Existan o no los dioses, ellos no se ocupan de nosotros. Pero a Lola tampoco le interesa eso de los “dioses” ni de “Soares” y prefiere extenderse, ancha, hasta quedar dormida antes de que yo pueda arroparla.
5
A últimas, he pensado en la animalidad de Lola, en la mía propia. No me molesta tenerla en casa, me incomoda que se haya convertido en un pragmático mueble de inteligente ingeniera sueca, que no ocupa espacio y me hace sonreír satisfecho. He llegado a pensar que no tiene alma, que no se distingue del gato que tiene Lauro un piso abajo y eso me molesta por absurdo. Lola parece entender mi dilema porque no responde, no piensa. Sólo me mira: transparente inocencia de la felicidad ignorante.
Me irrita, sobre todas las cosas, su estado vegetativo porque yo nunca me he sentido a gusto con perros andando por la casa, ni con tortugas, o cualquier otro tipo de mascota, por migala o exótica que sea. Tampoco puedo tratarla como otro ser, porque entonces ¿qué sería? ¿mi hermana? ¿mi madre? ¿mi esposa? Se acabaron las épocas de los idealismos. Estoy demasiado viejo y cansado para educar a un niño, para convertir este cuarto en una caja de cristal de Skinner donde poder enseñarle a Lola el lenguaje afectivo de un retórico “buenos días”, “por favor”, “gracias” y luego cuando por fin estuviera lista, sacarla a la calle, sólo para verla trepar de nuevo hasta un nuevo tronco y echar raíces dentro de otra alcantarilla.
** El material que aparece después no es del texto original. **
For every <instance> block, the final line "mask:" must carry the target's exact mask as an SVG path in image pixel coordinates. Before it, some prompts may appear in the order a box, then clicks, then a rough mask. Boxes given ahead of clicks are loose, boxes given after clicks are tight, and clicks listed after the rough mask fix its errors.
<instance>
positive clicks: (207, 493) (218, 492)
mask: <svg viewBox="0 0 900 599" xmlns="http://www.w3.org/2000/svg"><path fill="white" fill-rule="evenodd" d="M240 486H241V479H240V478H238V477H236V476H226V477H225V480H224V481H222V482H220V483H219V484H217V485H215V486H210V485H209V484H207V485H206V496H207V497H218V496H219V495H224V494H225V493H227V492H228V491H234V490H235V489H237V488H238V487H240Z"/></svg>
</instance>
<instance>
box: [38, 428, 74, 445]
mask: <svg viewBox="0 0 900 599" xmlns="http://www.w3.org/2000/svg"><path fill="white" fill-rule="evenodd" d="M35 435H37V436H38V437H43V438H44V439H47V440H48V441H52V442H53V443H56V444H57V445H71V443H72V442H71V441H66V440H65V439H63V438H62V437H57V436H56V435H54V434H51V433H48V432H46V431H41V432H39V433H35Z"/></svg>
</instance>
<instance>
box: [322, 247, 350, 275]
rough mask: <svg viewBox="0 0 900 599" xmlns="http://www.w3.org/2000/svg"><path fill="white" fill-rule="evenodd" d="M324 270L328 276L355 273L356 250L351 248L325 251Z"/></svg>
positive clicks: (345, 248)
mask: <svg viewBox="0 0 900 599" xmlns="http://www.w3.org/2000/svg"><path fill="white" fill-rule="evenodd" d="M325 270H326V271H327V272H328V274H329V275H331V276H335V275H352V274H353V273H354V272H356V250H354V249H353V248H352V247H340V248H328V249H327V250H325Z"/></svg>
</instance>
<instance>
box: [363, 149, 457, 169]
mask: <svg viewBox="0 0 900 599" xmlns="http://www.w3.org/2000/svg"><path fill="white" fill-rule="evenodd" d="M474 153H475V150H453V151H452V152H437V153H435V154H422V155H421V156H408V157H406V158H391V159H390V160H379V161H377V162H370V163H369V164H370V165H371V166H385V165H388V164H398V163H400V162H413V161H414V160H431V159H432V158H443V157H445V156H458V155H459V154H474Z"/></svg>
Lola encontró la regadera de la misma manera que mis libros, la radio, la platería y todo lo que ha descubierto en esta casa: por sí sola, acompañada de una buena dosis de fortuna. Está desnuda y escurre agua. El húmedo olor a jabón entra y sube hasta mis pómulos y luego llega a mi saliva. Me aprieto contra sus huesos de ternera. Con un tronido, se abren. Rápido, entro.
7
En la oficina de la redacción hay una chispa, una ráfaga que me zafa la tapa y todo gira, escucho luces, vuelcos, ruedas. Me sacude la voz lejana de alguien que explica:
No sé... está loco, sólo dije que alguien debería ser humano y sacrificar a todos esos niños callejeros, como a los perros, para que no sufran y de la nada éste se echa a reír y me insulta y me tira y....
Lola se ha convertido en un problema: ya no charlamos, ya no la arropo, no puedo siquiera verla, su mirada ahora no es reflejo sino barca, puntiaguda, roja y morada barca de Caronte.
8
Afuera un auto prestado nos espera. Lola negó vestirse pero a mi segunda petición aflojó la voluntad dejándome abrigarla yo mismo. El motor está en marcha, no dice nada con la vista fija en la alfombra. Su actitud me irrita, tomo la carretera, lejos, avanzo, lejos, aumento la velocidad, más lejos, árboles y más velocidad, ráfagas azules zumban por la noche que cae sobre otro auto, freno, más lejos, me deslumbran unos faros amarillos, apenas logro esquivar una curva y estamos a punto de estamparnos. Sigo, más lejos, hasta que mareado, lejos, nunca lo suficiente, descubro una parte solitaria de la ciudad en la que nunca había estado y quizá tampoco Lola.
Conocemos el final. Sin violencia, sin forcejeos, sin ni siquiera una sola palabra. Lola sabe lo que tiene que hacer: abre la puerta lenta, se baja, la cierra, suave, con un silencio imperturbable, mientras me mira detrás del cristal, muda, interrogándome. Yo le digo que sí con la cabeza, que la respuesta es sí, que yo soy el vicario Wojtyla, mientras desaparezco en el auto hacia la nada.